Vietnamese Lettuce Wraps and Yay for AsiansFriday, December 12, 2008
On this happy Friday, I am happy to report that yours truly is officially the new food writer for AsianWeek, the oldest and largest English language newspaper serving the Asian/Pacific Islander American community. My weekly column, entitled Asian Eats, will feature 1) reviews on restaurants in SF, focusing Asian cuisine and establishments run by Asian business owners, and 2) recipe remixes you can do yourself, inspired by the restaurant/cuisine of the week.
So don’t be shy, Asians and Asian loverrrs…check out Asian Eats, posted live every Friday!
This week’s story gives props to Bodega Bistro, my favorite spot for a pho fix. I’ve expanded on the original review I wrote on Lick My Spoon, and also added this DIY recipe for Bun Cha Hanoi, Grilled Pork and Rice Vermicelli Lettuce Wraps.
Despite the number of different elements to this dish, it is surprisingly easy to put together. The meat only takes 30 minutes to marinate, and then another 10-15 minutes to sear up. With the use of fish sauce, garlic, and grated onion, the pork turns out amazingly flavorful. Using fatty (a.k.a. delicious) pork shoulder helps as well.

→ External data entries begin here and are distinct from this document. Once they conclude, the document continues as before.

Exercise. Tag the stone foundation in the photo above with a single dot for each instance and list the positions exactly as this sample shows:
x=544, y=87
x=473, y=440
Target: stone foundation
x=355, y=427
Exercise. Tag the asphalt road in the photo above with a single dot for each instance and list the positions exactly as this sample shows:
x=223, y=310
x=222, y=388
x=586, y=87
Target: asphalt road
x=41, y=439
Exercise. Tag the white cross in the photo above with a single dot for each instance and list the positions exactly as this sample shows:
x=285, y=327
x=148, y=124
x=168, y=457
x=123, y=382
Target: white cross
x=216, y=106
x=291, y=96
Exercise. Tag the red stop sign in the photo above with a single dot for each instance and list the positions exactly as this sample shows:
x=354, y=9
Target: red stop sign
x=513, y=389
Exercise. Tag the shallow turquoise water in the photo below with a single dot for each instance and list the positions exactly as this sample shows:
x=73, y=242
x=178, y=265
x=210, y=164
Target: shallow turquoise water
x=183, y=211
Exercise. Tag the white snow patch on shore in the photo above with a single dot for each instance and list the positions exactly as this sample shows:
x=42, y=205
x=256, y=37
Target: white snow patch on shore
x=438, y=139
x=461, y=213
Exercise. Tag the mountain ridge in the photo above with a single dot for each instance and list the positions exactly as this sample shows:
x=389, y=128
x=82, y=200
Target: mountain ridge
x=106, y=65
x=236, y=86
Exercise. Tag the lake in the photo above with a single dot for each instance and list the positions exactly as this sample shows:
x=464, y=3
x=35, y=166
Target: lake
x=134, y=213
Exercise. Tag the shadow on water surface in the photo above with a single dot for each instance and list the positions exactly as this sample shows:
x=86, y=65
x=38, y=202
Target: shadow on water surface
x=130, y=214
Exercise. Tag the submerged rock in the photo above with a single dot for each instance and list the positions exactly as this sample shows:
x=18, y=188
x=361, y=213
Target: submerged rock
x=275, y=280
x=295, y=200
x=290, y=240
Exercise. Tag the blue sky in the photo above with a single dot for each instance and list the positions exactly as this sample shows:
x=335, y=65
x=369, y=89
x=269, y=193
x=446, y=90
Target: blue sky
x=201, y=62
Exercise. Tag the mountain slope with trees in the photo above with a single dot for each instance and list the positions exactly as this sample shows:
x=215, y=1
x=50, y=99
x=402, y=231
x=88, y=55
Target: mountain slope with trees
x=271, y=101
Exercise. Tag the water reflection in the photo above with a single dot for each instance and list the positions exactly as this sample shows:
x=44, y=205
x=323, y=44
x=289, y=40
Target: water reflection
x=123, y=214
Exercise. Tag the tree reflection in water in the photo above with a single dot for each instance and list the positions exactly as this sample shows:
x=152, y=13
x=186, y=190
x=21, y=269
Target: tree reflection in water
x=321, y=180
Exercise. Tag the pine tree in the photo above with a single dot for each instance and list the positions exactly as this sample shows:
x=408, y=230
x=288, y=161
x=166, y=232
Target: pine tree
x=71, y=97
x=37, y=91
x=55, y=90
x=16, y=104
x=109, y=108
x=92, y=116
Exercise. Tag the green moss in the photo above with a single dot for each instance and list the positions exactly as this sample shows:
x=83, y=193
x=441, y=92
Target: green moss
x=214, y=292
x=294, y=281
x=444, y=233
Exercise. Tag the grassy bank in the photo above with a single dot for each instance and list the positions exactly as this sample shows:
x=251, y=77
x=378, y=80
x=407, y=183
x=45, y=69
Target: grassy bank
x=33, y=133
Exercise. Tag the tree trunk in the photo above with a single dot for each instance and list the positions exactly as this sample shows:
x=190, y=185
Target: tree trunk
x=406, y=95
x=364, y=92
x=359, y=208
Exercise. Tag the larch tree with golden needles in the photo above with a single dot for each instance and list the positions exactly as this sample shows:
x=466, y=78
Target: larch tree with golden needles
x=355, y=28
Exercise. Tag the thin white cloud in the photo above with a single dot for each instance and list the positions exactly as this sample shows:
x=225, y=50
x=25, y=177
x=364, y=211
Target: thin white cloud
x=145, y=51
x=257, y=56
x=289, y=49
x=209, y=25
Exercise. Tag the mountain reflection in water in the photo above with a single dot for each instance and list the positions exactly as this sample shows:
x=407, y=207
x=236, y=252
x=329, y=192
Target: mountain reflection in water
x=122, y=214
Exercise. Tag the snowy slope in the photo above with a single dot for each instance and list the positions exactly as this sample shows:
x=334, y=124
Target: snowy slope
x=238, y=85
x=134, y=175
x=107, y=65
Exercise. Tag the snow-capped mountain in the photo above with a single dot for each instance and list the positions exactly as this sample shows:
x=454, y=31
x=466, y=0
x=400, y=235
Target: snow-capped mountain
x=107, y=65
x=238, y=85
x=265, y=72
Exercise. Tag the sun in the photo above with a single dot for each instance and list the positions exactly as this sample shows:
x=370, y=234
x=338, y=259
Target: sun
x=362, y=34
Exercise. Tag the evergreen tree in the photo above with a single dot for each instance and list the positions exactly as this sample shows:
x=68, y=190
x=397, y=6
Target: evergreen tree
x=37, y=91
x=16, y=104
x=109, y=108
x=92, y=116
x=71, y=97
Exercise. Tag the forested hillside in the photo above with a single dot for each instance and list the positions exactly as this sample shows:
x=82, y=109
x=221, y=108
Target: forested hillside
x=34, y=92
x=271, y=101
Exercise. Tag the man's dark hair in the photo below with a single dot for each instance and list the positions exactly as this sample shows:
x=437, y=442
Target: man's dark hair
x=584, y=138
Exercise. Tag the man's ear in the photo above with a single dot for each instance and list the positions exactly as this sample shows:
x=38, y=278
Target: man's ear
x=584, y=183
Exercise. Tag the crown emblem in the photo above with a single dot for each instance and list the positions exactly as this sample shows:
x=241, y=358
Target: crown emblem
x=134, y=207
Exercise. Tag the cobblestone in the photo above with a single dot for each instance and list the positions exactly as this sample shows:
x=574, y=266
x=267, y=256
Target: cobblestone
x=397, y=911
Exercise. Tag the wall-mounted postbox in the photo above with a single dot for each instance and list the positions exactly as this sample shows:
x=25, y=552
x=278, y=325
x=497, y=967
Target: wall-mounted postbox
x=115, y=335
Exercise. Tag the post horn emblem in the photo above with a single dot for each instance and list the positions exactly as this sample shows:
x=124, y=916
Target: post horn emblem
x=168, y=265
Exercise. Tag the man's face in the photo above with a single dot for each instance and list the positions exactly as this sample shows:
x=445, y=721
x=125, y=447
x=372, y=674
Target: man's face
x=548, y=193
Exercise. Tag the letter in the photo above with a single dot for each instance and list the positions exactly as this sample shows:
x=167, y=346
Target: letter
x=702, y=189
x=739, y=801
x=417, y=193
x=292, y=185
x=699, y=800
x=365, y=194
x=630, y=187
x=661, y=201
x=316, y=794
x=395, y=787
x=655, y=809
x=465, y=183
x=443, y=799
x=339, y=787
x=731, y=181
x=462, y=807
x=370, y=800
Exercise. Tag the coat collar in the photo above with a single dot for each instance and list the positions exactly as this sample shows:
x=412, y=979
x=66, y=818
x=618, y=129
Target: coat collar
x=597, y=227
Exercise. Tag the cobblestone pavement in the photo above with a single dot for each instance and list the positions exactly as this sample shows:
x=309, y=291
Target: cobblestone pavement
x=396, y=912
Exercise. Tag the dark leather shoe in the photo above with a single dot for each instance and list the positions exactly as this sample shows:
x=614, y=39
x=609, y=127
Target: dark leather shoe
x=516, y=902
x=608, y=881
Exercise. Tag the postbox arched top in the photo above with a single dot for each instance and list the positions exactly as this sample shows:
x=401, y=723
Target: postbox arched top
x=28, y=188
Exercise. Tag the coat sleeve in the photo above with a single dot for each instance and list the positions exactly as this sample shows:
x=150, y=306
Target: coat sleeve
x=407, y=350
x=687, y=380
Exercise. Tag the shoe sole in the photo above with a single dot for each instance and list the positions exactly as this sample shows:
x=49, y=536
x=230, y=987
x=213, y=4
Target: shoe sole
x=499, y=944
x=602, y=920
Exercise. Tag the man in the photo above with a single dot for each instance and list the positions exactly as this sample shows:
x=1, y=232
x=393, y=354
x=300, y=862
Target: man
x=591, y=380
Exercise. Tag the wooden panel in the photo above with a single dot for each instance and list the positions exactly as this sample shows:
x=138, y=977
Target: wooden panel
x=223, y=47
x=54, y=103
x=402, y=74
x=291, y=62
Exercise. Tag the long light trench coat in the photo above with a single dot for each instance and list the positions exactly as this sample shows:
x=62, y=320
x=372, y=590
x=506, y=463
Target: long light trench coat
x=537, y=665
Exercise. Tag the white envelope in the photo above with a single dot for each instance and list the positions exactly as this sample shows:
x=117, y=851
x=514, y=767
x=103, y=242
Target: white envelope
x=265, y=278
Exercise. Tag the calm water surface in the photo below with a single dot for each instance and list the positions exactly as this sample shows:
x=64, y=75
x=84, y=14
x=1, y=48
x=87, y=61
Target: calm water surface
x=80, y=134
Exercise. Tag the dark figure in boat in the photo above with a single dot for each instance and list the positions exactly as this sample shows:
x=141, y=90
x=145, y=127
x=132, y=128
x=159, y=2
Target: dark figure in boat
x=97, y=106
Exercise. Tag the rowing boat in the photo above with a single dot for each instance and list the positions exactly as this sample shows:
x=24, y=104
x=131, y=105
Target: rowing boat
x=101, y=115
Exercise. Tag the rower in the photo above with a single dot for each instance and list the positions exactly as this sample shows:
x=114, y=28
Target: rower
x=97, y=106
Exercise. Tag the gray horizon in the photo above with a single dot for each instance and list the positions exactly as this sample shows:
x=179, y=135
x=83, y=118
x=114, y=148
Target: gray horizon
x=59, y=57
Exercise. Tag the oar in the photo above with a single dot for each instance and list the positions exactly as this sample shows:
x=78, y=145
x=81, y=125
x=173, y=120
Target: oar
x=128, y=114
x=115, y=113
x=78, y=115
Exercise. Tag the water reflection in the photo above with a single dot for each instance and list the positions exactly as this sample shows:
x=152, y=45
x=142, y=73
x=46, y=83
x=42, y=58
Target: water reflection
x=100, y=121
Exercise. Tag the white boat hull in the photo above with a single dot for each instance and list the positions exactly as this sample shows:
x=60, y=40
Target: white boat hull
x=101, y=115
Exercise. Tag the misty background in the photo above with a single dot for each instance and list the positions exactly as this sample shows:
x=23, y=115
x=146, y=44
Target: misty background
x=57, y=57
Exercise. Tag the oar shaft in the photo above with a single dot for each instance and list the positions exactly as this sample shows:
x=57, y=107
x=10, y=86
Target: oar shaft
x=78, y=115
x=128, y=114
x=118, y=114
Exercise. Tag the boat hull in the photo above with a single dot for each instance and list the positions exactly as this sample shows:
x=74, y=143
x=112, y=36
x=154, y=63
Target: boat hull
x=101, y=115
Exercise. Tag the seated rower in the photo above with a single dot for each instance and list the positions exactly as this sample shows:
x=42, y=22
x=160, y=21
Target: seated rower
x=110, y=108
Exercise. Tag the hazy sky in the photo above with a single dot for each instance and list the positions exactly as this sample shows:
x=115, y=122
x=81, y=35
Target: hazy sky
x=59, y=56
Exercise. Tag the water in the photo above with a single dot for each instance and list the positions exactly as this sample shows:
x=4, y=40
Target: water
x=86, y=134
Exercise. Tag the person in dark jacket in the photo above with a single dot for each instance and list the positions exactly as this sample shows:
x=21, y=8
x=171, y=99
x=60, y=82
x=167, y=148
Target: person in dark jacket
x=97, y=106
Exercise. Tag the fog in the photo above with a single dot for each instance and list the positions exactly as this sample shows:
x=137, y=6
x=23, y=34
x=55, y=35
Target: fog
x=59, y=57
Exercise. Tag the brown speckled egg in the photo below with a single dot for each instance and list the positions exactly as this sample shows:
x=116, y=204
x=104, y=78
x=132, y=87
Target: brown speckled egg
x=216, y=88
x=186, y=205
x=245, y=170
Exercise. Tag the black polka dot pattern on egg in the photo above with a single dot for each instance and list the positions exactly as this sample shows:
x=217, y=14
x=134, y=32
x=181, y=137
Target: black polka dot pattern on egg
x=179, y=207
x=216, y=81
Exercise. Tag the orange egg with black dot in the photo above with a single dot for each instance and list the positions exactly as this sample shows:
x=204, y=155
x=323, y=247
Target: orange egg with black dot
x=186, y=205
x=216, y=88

Bun Cha Hanoi, Grilled Pork and Rice Vermicelli Lettuce Wraps
Recipe adapted from Wandering Chopsticks.
The first item on the assembly line to take care of is the meat.
2 lb pork shoulder, sliced thinly
6 cloves garlic, minced
4 tablespoons grated onion
4 tablespoons fish sauce
2 tablespoon sugar
½ teaspoon salt
½ teaspoon ground black pepper
Slice the pork as thin as possible. Mix it together with the rest of the ingredients and let it marinate for at least 30 minutes before cooking. If you are letting it sit for awhile, cover it and put it in the refrigerator.
When you are ready to cook, take the meat out of the refrigerator and let it come to room temperature. Drizzle your wok, or large pan, with some vegetable oil and place it on medium-high heat. Place the meat and all of the marinade into the pan. To get a nice brown crust, it is important to let it cook without disturbing it within the first 5-8 minutes. Once the first side is done, flip and brown the other side. Saute until the juices evaporate and the meat is lightly charred.
Do Chua (Pickled Carrots and Daikon)
Recipe from Wandering Chopsticks.
1 medium-sized carrot, julienned
1 small daikon, julienned
1 tablespoon sugar
1/4 teaspoon salt
1/4 to 1/2 cup white vinegar or rice vinegar
Julienne or coarsely shred the vegetables. Spread them out in a shallow bowl, and sprinkle with sugar. Add the pinch of salt. Then pour enough vinegar to submerge about half the vegetables. If you are eating this right away, use rice vinegar for a lighter taste. If you intend to store these as pickles, then ordinary white vinegar is fine.
After about 15 minutes or so, stir the vegetables so the vinegar is mixed. The carrots and daikon should be lightly pickled after about half an hour. Store extra pickles and vinegar in a glass jar. Add enough vinegar to fill the jar halfway and fill up the rest with water. Store the jar in the refrigerator.
Nuoc cham (Vietnamese fish sauce)
Tip: this stuff is pungent, so open your windows and turn on the vent.
5 tablespoons sugar
1 lemon, juiced
1 tablespoon rice vinegar
1/3 cup fish sauce
2/3 cup water
1 clove garlic, minced
Red chili flakes to taste
Place a saucepan over low heat and mix together sugar, lemon juice, vinegar, fish sauce, and water. Add the minced chili and garlic. Save extra sauce in a glass jar in the fridge; it should last for a long time.
These thin rice noodles should be marked “Bean Thread.” They come in little bundles within a package. I used the whole package.
Boil the noodles and drain them in a colander. Wandering Chopsticks suggests placing a bowl, turned upside down in your colander before pouring in the noodles to help prevent clumping. Rinse with cold water to stop the cooking process.
Bean sprouts, cilantro, mint, and basil
Wash the bean sprouts. Pluck and wash the herbs. (If I had to pick one vital herb out of the three, I would say mint. Sometimes you don’t want to buy 3 things of fresh herbs…I understand.)
Separate leaves and wash.
Go family style, and place all the ingredients on platters in the middle of the table. Present each diner with their own little bowl of the nuoc cham dipping sauce. Take a big leafy piece of lettuce, pluck some cilantro, mint and basil and place inside. Dunk a handful of noodles in the dipping sauce, and make a little bed on the lettuce. Pile on a few pieces of pork, top with a little pickled carrots, daikon, and bean sprouts. Wrap it all up, and into your mouth it goes!